An obvious indicator of our nation’s demise is our nation’s infrastructure, which President Donald Trump has routinely talked about fixing. As yet, there is no plan and there is no money.

According to the ASCE, our grades are as follows: bridges C-, energy D+, transit D, dams D, rail B, drinking water D, ports C, aviation D, levees D-, schools D, roads D, inland waterways D-, wastewater D, hazardous waste D, public parks and rec D- and solid waste B-

It is in these kinds of projects that government must take the lead and/or assist private contractors. But rather than lead or assist, government is the obstacle.

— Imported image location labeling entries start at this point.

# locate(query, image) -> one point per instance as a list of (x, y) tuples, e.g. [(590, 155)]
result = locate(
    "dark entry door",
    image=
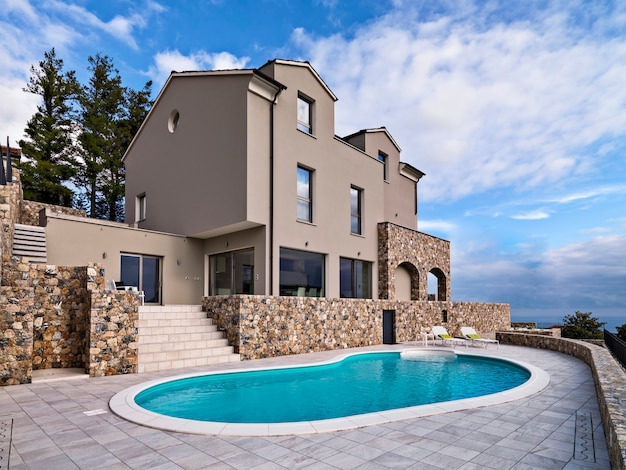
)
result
[(389, 327)]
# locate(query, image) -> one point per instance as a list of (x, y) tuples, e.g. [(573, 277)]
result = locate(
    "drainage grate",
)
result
[(583, 443), (6, 429)]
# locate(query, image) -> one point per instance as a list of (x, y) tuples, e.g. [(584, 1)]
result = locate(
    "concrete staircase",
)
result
[(30, 241), (177, 336)]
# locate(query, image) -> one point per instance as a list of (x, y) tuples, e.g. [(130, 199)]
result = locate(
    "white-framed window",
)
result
[(385, 159), (305, 114), (356, 210), (355, 278), (140, 207), (305, 194), (142, 272), (301, 273)]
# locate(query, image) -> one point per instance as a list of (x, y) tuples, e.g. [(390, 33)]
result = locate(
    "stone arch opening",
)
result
[(437, 291), (406, 282)]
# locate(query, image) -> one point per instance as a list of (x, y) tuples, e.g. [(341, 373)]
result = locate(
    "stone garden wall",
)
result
[(259, 326), (61, 317), (609, 378), (419, 253), (113, 328), (16, 335), (10, 195), (30, 210)]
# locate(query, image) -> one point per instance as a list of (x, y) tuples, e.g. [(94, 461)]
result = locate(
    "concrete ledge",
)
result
[(608, 375)]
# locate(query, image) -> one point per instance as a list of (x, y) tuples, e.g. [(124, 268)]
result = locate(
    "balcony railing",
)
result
[(616, 346)]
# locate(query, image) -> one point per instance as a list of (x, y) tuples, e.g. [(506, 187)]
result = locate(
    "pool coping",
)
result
[(124, 406)]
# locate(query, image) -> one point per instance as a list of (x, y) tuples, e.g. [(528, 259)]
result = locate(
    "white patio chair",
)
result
[(441, 333)]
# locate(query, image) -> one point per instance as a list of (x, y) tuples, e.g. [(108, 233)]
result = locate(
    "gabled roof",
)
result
[(373, 130), (306, 64), (202, 73)]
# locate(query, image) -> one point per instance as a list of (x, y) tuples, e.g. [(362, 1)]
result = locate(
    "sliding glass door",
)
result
[(232, 273)]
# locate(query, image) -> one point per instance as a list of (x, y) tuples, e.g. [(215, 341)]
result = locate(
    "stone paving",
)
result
[(66, 424)]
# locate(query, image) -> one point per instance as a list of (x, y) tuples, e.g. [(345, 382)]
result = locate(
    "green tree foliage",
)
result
[(582, 325), (108, 117), (48, 151)]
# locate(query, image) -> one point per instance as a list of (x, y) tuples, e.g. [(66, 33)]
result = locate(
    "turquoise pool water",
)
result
[(358, 384)]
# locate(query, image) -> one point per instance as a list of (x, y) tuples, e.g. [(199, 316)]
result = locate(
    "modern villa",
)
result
[(242, 202)]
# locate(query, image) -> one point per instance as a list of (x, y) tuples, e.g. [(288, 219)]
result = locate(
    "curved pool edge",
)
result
[(123, 405)]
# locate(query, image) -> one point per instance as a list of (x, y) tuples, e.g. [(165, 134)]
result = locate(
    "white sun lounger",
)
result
[(470, 334), (441, 333)]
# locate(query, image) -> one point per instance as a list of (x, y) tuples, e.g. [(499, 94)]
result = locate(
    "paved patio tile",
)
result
[(51, 431)]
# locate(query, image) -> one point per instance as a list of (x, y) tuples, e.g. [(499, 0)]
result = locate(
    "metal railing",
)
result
[(6, 177), (616, 346)]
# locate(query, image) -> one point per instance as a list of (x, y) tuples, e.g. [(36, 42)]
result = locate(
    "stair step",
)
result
[(177, 336), (30, 228)]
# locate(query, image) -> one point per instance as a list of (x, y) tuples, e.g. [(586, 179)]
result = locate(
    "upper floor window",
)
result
[(385, 159), (305, 194), (305, 114), (356, 203), (141, 207)]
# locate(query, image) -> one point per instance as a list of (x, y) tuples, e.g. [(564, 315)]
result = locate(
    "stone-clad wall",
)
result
[(423, 253), (16, 335), (10, 195), (609, 378), (113, 328), (29, 214), (61, 317), (60, 311), (259, 326)]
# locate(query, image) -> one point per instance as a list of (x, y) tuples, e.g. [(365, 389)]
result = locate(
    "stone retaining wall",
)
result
[(61, 317), (60, 311), (609, 378), (10, 195), (16, 335), (30, 210), (260, 326)]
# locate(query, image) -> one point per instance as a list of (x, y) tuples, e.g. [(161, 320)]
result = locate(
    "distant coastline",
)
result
[(613, 317)]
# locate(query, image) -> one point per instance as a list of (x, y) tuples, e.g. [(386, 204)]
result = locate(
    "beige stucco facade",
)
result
[(226, 146)]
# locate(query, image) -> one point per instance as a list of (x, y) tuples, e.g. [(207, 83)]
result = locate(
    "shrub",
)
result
[(582, 325)]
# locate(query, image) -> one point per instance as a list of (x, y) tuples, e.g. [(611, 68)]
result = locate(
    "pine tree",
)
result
[(109, 115), (48, 149)]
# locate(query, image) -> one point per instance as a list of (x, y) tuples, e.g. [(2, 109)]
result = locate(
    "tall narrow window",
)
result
[(305, 194), (356, 196), (384, 158), (141, 207), (305, 114), (144, 273), (355, 278)]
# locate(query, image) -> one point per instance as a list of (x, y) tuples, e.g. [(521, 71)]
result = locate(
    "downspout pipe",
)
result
[(271, 228)]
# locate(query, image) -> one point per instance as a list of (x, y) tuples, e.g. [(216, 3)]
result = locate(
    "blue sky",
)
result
[(516, 112)]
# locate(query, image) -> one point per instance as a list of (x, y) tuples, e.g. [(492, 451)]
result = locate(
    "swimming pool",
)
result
[(366, 388)]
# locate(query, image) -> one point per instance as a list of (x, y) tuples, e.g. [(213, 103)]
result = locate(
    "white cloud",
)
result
[(437, 226), (479, 105), (119, 27), (588, 273), (534, 215), (173, 61)]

Here is what the ASCE says about energy. Some of our electrical grid and pipeline distribution system dates from the 1880s. While 17,000 miles of new high-voltage transmission lines and pipeline are planned, permitting threatens their completion.

Having lived at the hub of the inland waterways system (Paducah, Ky.) for eight years we can attest to the reasons for the D grade in dams. Since most of the locks and dams are over 50 years old, the system averages 52 breakdowns per day.

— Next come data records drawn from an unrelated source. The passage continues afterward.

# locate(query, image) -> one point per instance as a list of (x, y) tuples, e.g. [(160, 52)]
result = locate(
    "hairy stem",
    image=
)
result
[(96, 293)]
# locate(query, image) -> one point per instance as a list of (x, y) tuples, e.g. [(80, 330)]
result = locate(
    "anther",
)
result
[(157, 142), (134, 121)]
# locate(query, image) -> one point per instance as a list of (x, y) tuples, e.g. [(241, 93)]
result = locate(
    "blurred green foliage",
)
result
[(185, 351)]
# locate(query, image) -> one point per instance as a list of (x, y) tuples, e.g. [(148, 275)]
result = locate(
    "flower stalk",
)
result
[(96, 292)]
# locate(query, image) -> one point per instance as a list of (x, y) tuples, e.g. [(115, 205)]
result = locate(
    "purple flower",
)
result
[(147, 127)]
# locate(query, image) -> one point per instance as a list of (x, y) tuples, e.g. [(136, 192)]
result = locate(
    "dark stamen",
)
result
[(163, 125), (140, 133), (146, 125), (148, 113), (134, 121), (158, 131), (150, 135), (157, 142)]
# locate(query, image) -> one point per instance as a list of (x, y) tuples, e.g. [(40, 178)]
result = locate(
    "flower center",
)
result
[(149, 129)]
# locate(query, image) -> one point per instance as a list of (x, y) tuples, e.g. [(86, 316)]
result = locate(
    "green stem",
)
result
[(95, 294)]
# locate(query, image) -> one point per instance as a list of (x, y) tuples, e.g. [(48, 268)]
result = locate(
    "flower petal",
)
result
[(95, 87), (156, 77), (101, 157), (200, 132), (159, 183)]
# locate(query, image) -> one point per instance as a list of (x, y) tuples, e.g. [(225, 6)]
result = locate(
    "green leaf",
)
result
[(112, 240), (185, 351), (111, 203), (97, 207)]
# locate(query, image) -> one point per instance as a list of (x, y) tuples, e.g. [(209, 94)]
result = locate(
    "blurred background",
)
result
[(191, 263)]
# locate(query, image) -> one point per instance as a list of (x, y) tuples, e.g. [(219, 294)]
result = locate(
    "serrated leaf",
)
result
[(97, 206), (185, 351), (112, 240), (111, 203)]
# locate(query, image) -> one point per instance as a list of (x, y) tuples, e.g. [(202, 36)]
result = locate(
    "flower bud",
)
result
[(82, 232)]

Additionally, the locks were built to handle small tows. Modern towboats push 20 to 30 barges. At each lock they must break their tows into sections and make several trips through the lock. A process that should take a couple of hours takes eight to twelve.

Time is money. A modern towboat burns $13,000 of fuel per day. Each lock delay costs the shippers thousands and that is passed on to the consumers.

A new, larger lock is being built at the Kentucky Lock and Dam near Paducah. While the original lock and hydroelectric dam was built in eight years and cost $118 million, the new lock is now scheduled to be completed in 2023, nearly 20 years after it was begun, and at a cost of nearly $1 billion.

And just downstream a few miles the Olmstead Lock and Dam project, originally scheduled to open in 1995 at a cost of $775 million, is now slated to open in 2024 at a cost of $3.1 billion.

My glass-half-full view of President Trump was that in terms of infrastructure, his construction background might keep us from flunking out on infrastructure.

But the reality is more of my glass-half-empty view – that Trump has not learned how to effectively move the levers of government. The budget he recently signed increases our nation’s deficit for the foreseeable future and that dooms any talk of an infrastructure renewal.

Gary Adkisson is publisher of the Bismarck Tribune.